OXFORD, Miss. – Poet and blues scholar Tony Bolden is set to delve into the history of funk for the eighth annual Early Wright Lecture today (March 26) at the University of Mississippi.

“What I’m proposing to do is provide a brief overview of the early history of funk, particularly as it relates to the blues idiom – Buddy Bolden, Bessie, Duke, as well as a few literary texts that are pertinent to the discussion,” Bolden said.

The lecture, titled “The Epistemology of Blues/Funk,” is slated for 1 p.m. on the third floor of the J.D. Williams Library at the Department of Archives and Special Collections Center.

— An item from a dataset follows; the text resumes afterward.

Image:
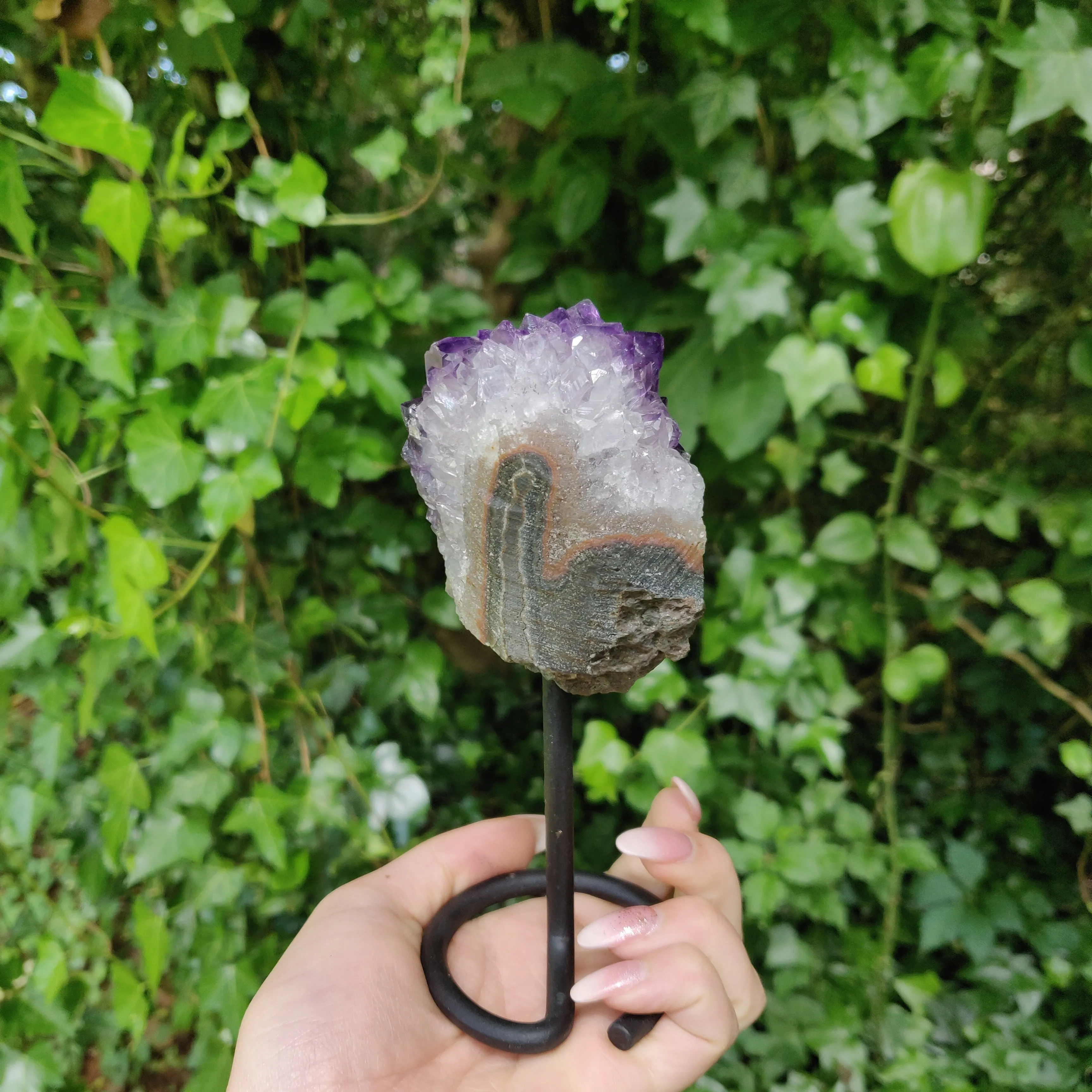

“(Bolden) will likely speak about the influence of early funk on the evolution of the blues sound,” said Mark Camarigg, publications manager for Living Blues magazine. “This influence appears today particularly within the soul blues genre.”

Bolden, an associate professor of African and African American Studies at the University of Kansas, has been a panelist in several of the early Blues Today Symposia sponsored by Living Blues. He is the author of “Afro-Blue: Improvisations in African American Poetry and Culture” (University of Illinois Press, 2003), and the editor of “The Funk Era and Beyond: New Perspectives on Black Popular Culture” (Palgrave Macmillan, 2008). He is working on a book-length study that traces the history of the funk principle from its association with the blues to its subsequent manifestation in swing, soul, funk and hip-hop.

Following the lecture, Margaret Compton and Renna Tuten, archivists from the University of Georgia, plan to show two silent home movies featuring performances by Robert Junior Lockwood, Sonny Boy Williamson and members of the King Biscuit Time band.

The Early Wright Lecture was created in the name of Mississippi’s first black disc jockey and is supported by the Center for the Study of Southern Culture, Living Blues Magazine and the Blues Archive. Previous lecturers have included Stanley Crouch, Paul Oliver, Samuel Charters and William Ferris.